Homelessness advocates have long argued that homelessness is a housing crisis, a public health crisis, and a moral crisis. As the unprecedented COVID-19 pandemic ravaged our communities, the message became impossible to ignore. How can you socially distance in a homeless shelter crammed with hundreds of people in one space? How can you shelter-in-place when you have no home?
Suddenly, changes decades in the making happened overnight. Empty buildings were rapidly identified and transformed into isolation and quarantine facilities. Crowded homeless shelters were “de-intensified” and moved to hotels. Building permits were bypassed to build more tiny houses.
Along the way, another maxim proved true: if you diagnose homelessness like a medical condition, housing is the treatment. Within a month of moving Downtown Emergency Service Center’s (DESC) 200-person shelter to a Renton hotel, the number of violent or serious “red flag incidents” dropped by 75%: from 133 in April 2019 to 33 in April 2020. When residents had their own bit of peace and quiet—when they were afforded the dignity of their own bathroom, the privacy of their own bedroom—they began to stabilize and heal. Calls to police decreased. Housing, not jail, was the cure.
But looming budget deficits threaten to destroy progress. Washington State is projecting a $4.5 billion shortfall next year; the City of Seattle is estimating a $300 million gap. Meanwhile, one-sixth of Washingtonians are unemployed. Almost 30,000 residents have been infected; almost 1,300 have died. Low-paid essential workers, like grocery store, food processing, or human service professionals, face the highest risk of exposure and death; they are also disproportionately Black and Brown.

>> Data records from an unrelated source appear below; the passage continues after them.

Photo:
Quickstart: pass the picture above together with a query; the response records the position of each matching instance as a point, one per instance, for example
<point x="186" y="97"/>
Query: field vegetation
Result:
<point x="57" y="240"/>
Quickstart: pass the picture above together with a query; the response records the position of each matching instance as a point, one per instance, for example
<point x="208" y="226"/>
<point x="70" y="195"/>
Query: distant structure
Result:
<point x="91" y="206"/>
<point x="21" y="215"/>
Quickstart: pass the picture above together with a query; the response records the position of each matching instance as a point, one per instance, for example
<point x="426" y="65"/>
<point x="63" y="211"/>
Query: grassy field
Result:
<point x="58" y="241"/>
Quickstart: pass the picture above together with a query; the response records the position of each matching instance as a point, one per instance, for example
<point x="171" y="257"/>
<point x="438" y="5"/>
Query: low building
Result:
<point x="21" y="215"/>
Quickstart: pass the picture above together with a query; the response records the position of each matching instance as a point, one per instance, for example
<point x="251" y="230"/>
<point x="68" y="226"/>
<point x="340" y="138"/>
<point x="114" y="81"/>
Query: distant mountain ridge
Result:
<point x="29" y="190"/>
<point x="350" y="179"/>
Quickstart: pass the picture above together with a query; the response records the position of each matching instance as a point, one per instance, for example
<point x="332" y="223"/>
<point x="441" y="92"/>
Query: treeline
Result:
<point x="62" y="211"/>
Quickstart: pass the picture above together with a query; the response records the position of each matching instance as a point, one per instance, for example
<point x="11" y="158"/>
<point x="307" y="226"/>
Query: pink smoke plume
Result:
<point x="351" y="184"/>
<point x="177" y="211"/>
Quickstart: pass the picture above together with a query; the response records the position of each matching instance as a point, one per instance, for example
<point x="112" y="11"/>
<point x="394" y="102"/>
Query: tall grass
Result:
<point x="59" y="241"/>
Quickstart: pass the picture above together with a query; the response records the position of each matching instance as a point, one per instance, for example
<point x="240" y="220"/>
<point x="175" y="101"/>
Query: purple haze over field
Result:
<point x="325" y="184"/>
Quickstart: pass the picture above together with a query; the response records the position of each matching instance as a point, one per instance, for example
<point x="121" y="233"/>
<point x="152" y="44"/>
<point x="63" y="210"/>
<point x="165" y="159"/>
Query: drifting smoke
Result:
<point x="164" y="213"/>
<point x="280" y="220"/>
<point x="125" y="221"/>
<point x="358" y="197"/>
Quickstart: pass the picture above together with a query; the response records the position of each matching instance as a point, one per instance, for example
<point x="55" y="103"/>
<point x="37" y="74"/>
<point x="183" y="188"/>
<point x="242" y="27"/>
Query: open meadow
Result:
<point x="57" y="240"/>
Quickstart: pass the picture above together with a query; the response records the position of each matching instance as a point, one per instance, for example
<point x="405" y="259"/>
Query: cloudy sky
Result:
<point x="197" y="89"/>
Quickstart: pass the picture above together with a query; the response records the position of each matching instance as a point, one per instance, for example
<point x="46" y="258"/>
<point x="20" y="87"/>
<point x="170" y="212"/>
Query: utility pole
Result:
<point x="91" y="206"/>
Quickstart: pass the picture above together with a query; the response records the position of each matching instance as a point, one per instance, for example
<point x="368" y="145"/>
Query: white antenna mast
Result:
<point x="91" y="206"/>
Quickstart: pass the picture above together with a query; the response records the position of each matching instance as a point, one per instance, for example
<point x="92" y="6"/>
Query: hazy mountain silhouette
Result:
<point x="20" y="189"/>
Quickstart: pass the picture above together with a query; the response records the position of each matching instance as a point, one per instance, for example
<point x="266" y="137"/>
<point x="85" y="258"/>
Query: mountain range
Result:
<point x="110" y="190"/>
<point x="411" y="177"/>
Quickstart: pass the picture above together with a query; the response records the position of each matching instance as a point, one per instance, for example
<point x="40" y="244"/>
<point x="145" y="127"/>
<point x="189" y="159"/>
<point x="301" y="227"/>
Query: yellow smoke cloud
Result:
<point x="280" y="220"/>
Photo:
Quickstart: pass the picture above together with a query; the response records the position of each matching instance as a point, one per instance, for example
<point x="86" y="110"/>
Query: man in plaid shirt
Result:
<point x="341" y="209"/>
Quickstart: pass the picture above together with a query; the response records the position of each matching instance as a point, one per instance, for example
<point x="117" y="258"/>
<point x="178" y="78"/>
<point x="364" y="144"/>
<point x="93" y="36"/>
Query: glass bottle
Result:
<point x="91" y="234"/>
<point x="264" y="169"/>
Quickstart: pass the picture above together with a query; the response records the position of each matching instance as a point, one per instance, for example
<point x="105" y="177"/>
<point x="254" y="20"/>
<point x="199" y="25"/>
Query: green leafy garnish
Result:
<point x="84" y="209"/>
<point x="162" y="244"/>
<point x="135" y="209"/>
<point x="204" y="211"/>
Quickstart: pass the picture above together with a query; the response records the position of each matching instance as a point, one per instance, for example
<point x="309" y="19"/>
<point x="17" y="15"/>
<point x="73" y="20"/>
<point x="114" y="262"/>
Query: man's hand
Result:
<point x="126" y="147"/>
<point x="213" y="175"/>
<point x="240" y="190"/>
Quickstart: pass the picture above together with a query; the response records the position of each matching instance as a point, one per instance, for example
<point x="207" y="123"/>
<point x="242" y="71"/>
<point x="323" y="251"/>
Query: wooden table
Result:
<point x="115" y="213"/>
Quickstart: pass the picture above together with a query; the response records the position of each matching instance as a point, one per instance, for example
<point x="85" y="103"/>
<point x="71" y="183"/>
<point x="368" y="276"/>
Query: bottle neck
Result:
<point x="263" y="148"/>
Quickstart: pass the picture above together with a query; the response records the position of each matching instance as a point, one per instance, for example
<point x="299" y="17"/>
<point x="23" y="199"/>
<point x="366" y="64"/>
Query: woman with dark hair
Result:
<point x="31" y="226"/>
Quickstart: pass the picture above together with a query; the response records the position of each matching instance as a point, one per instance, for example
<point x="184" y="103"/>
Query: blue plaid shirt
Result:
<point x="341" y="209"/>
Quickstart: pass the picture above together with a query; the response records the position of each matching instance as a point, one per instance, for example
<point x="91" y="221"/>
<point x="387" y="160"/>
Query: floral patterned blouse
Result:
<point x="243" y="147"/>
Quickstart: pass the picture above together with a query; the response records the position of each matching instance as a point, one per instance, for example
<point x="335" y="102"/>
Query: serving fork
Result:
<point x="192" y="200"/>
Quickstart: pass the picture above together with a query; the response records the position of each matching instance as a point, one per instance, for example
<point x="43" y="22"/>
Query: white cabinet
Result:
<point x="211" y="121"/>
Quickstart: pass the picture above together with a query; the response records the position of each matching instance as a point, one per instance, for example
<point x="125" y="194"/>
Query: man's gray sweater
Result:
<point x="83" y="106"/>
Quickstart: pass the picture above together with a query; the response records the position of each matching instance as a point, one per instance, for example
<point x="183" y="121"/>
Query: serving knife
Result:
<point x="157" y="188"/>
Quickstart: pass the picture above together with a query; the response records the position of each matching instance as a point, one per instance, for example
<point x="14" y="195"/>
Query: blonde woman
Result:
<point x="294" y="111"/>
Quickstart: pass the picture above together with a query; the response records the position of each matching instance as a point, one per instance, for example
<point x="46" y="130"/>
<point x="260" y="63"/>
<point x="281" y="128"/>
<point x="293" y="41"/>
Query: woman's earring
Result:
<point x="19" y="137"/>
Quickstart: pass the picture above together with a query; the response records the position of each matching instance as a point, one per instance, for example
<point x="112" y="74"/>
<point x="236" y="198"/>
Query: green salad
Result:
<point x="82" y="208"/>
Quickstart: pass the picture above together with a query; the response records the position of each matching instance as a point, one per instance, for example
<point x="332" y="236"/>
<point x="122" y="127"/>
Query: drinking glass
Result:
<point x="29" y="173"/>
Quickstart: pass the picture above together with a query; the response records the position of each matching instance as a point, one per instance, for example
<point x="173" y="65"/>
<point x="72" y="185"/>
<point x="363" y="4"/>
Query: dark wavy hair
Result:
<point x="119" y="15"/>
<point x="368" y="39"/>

Urgent questions demand immediate answers. What happens when the moratorium on evictions is lifted and people who have lost their jobs cannot make rent? What happens when people return to work but face thousands of dollars in debt because of back rent or medical costs? What happens when families can’t afford to put food on their table? What happens in the fall, when the flu season converges with COVID-19, and the projected infection rates spike again?
Our city has a choice: we can perpetuate the status quo and let inequalities widen. Or we can challenge it and create a more just society. We can defund the police budget and invest in Black and Brown communities hardest hit by COVID-19 and institutionalized racism. We can redistribute excess wealth and build affordable housing. We can ground our social policies in dignity and equity so that no young person, no family, no adult, has to live outside, especially in the face of a deadly pandemic.
YouthCare chooses justice. YouthCare chooses equity.
We unequivocally endorse the new JumpStart Seattle proposal sponsored by Councilmember Teresa Mosqueda. This tax asks those in our city who have the most—those who are best positioned to help—to make a modest contribution to bending the arc toward justice.
Under the proposal, employers with payrolls between $7 million to $1 billion will pay a 0.7% tax on employees making over $150,000 annually, and 1.4% tax on employees making over $500,000 annually. For the first two years, funding will be invested primarily in supporting COVID-19 relief, housing, and small businesses. After 2022, 65% of the funding will go toward building affordable housing, and the remaining funds will go toward business support and equitable development initiatives.
We urge you to support this tax. A community with equal access and equal opportunity should not be an aspiration—it should be a reality. Help us make it a reality.